CALDWELL, Idaho — An update to a story we first brought you last year:
If you build it, they will come. Or will they? It's now been almost a year since Western Idaho Community Crisis Center opened in Caldwell, but as 6 On Your Side's Madeline White reports, staff say they are seeing underwhelming numbers in their facility.
When Governor Brad Little proudly cut the ribbon on this sparkling new facility last April, hopes were high for the state-funded 24-hour crisis center that little said could be a big solution to mental and behavioral health needs in the state.
But since the facility opened, "Census has been a little bit lower than we anticipated," said Sarah Andrade, LCSW, Clinical Director of Lifeways, Inc. -- the company that operates the center.
She said they didn’t exactly receive the welcome rush they were hoping for. In fact, no one was there when I stopped by for an interview.
"Our average low census is about two."
Two people, on any given weekday, on average — in the 20-bed facility.
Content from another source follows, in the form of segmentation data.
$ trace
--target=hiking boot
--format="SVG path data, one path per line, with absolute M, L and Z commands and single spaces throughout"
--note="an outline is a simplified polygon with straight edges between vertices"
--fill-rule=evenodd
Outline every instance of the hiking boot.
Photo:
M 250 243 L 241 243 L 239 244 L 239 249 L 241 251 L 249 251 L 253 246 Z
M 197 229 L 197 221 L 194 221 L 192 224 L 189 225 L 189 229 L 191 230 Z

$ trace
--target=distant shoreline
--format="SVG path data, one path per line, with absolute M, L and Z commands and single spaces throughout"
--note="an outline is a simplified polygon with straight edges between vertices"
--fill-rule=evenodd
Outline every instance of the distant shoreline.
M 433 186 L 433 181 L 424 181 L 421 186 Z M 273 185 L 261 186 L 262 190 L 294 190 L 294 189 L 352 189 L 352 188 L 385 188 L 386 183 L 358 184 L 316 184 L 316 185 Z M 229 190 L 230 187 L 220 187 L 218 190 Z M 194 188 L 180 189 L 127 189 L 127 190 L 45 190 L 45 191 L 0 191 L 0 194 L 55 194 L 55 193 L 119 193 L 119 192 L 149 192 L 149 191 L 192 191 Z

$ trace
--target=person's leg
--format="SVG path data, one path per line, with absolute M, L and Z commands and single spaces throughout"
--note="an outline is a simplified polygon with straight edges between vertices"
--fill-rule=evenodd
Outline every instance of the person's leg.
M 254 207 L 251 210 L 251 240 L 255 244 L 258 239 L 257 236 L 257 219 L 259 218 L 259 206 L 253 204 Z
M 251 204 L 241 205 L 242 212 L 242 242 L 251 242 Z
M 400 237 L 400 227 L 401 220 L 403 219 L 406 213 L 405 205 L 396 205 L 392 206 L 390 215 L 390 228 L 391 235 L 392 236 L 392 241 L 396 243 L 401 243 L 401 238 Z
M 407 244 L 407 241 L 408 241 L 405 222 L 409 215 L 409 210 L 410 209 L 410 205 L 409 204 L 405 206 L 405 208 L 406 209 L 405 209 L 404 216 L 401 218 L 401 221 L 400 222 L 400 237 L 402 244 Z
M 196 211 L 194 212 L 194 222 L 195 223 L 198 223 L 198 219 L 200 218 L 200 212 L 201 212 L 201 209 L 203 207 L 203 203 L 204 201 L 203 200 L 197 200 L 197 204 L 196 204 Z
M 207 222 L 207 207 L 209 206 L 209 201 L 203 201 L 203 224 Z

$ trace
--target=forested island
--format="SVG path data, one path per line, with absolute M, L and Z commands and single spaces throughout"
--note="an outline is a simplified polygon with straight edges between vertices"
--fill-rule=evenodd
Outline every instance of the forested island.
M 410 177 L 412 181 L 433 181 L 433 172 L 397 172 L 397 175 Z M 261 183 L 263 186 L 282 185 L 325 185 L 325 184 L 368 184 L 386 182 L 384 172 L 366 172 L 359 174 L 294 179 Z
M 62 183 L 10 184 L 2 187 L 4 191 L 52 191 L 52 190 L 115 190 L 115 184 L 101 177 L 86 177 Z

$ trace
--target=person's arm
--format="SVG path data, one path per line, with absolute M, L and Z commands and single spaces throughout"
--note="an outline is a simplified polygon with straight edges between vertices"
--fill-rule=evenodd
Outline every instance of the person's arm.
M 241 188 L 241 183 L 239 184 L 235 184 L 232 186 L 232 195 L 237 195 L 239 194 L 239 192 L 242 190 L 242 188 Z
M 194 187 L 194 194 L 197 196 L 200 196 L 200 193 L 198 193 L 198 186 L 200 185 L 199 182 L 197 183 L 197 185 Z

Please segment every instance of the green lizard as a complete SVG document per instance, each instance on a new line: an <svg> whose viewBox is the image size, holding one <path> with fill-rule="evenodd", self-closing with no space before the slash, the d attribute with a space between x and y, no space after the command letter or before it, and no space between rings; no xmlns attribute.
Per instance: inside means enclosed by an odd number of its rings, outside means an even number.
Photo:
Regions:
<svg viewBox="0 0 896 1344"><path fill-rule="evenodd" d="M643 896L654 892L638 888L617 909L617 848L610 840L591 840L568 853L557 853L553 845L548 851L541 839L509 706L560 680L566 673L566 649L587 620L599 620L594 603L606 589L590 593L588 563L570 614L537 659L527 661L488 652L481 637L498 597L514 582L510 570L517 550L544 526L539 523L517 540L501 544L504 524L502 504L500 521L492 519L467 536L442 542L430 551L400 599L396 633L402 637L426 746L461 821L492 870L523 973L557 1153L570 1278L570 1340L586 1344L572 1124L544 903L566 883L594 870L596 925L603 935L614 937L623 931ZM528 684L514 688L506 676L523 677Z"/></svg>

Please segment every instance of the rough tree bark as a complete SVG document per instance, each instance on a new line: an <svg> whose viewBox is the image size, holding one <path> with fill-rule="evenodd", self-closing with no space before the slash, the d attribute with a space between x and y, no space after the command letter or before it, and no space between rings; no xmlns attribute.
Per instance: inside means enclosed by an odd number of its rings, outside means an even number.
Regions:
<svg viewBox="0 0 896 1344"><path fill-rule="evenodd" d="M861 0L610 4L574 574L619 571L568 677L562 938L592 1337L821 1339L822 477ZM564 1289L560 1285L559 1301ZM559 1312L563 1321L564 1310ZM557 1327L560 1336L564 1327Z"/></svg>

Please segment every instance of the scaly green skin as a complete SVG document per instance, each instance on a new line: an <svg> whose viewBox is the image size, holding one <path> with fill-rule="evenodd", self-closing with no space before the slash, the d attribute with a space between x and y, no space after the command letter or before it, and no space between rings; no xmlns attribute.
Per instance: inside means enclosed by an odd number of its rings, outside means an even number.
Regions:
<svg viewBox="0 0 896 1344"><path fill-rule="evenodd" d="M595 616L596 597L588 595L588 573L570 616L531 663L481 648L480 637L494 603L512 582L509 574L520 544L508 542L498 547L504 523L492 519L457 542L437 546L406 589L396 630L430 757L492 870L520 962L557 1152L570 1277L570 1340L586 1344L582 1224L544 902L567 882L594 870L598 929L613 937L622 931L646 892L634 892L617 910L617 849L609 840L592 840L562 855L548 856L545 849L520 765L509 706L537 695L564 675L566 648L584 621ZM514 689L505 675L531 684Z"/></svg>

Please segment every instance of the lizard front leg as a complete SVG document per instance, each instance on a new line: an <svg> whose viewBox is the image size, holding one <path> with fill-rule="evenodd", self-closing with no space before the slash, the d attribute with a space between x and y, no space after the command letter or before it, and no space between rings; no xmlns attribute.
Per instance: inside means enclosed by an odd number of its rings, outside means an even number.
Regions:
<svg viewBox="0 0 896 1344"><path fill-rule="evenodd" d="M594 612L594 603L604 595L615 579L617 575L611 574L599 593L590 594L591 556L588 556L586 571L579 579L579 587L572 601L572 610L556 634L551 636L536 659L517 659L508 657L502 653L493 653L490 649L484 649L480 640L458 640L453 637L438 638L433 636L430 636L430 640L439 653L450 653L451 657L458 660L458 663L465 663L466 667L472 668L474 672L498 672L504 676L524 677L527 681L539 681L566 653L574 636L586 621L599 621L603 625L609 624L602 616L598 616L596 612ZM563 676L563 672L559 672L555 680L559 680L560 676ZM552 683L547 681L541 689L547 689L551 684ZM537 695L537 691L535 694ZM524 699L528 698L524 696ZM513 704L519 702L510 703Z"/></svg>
This, despite that it’s free to use with a licensed clinician on the floor 24/7. For reference, Pathways Crisis Center in Boise sees six to seven people on average per day, according to a rep.
“Part of the feedback that we have received, has been fear of cost that consumers would experience from accessing the crisis center,” said Andrade. "We do collect information about insurance, but no individual who accesses the crisis center will experience any cost.”
She also said part of it could be stigma — or that people are just learning about and warming up to the concept.
“We’ve had individuals call and ask almost if their crisis is appropriate enough to come in," said Andrade. "I had another individual come here and say, 'I don’t know if this is a crisis, but I've never had this happen before: I don’t have enough food in my house and my kids get out of school in two hours'... Sounds like a crisis to me. This facility happens to be a close-door food pantry. We have a partnership with the Idaho Foodbank... She was in and out of here in an hour," said Andrade.
She said the center is a great place to begin the first steps toward recovery from addiction.
“Detoxing. We can do that -- we can do that here!” said Andrade. “We offer peer support, we offer recovery coaches, we have licensed clinicians here who can kick that off in a beautiful way.”
And while this facility was originally lauded for helping taxpayers by giving police officers a place to bring people who are in crisis (that is not an emergency room or jail), she said, “The individuals coming in via law enforcement is pretty small."
So I asked why.
“We offered to go out to all of the police departments, and did go out to all of the police departments, to offer information about the crisis center, what it would look like," said Andrade.
But she says a big hurdle is geography -- causing them to now look into telehealth for those faraway counties.
“If they had an officer that was to travel or bring the individual here, then, that needed the crisis center, then that leaves that county without an officer, and, ya know, boy, that’s a resource that that county needs.”
But mainly she just wants you to know, if you live in Gem, Owyhee, Payette, Adams, Washington, or Canyon Counties, and you’re 18 or older, you’re invited to come to the facility or call and learn more next time you’re in any kind of crisis.
“We can help you out. I mean, there’s so many things that we’re able to do here," said Andrade.
While the maximum length of stay is 24 hours, Western Community Crisis Center is not a lockdown center -- meaning you can check yourself out whenever you'd like.